March 10, 2010

Elegi Cinta Seorang Psikopat

Entah sudah kali keberapa aku berdiri di rindang dedaun batang Akasia tua yang tumbuh di seberang jalan sebelah selatan berandamu ini hanya untuk melihat wajahmu saat membuka jendela di pagi hari tanpa makeup polos apa adanya. Selalu begitu saat rindu membuncah pada setiap helai jiwa selapis demi selapis hingga seluruh.

Seperti pagi ini, daun kering yang kupijak masih basah oleh hujan semalam pun bau lembab aspal menyengat lembut di hidungku yang baru saja ditetesi embun yang jatuh dari ranting berdaun satu menjulur di atas kepalaku.
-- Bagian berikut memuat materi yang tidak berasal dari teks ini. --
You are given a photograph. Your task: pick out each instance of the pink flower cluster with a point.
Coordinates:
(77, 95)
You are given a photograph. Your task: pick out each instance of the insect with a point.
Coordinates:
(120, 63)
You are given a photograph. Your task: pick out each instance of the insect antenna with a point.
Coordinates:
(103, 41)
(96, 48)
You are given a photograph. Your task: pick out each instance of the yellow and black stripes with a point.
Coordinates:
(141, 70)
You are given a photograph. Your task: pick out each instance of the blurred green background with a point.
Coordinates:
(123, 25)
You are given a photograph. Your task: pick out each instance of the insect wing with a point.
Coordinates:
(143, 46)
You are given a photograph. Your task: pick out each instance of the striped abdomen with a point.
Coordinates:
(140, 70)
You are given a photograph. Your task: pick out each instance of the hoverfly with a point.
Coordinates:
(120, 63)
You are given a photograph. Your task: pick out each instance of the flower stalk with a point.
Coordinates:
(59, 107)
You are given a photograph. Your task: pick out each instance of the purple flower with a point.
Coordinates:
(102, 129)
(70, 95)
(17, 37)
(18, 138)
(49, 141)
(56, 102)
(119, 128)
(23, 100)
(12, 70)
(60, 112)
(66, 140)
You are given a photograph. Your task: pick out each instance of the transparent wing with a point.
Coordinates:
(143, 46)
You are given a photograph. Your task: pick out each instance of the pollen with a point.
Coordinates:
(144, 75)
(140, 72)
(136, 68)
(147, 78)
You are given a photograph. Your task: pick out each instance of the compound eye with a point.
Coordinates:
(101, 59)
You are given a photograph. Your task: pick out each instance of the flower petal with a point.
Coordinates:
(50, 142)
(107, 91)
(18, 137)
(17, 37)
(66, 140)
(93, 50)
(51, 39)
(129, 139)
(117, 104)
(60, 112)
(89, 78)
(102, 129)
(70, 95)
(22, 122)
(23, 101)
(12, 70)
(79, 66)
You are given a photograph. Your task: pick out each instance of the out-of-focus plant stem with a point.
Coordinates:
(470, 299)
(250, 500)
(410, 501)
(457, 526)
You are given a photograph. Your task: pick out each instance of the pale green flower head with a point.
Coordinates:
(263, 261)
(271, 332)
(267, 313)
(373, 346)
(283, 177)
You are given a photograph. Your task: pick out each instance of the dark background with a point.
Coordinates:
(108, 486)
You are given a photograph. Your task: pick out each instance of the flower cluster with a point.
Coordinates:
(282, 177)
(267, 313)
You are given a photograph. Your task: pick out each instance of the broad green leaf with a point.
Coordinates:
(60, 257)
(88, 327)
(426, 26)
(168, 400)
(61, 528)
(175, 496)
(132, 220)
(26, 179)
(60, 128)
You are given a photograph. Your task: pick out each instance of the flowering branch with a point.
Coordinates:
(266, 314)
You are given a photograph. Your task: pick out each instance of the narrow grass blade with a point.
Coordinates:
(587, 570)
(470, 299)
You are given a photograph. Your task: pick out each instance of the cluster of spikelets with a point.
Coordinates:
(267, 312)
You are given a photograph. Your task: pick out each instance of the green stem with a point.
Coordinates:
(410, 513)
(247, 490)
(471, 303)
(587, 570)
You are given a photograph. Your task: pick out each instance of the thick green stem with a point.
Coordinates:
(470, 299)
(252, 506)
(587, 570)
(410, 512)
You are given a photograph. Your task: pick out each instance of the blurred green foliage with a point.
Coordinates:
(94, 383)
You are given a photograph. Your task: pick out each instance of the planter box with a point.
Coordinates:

Aku di sini sejak gema azan subuh menghilang dari udara yang kuhirup dan dibawa angin entah kemana. Tidak seperti kemarin, sengaja aku datang pagi pagi dengan ransel di punggung berisi kamera digital bekas yang kubeli dari seorang teman dua hari yang lalu berharap kau lekas nampak di diafraghma kotak gambar yang kini tengah menutupi wajahku itu.

Akh, semakin tersenggal nafasku pun detak jantung dan ketuk jam di tangan kananku yang gemetar jelas terdengar. Lalu lalang kendaraan berseliweran namun tak mampu mengusik suara hening di kepala. Ada setetes keringat dari sudut kening yang terbiar enggan kuseka khawatir kehilangan detik hadirmu.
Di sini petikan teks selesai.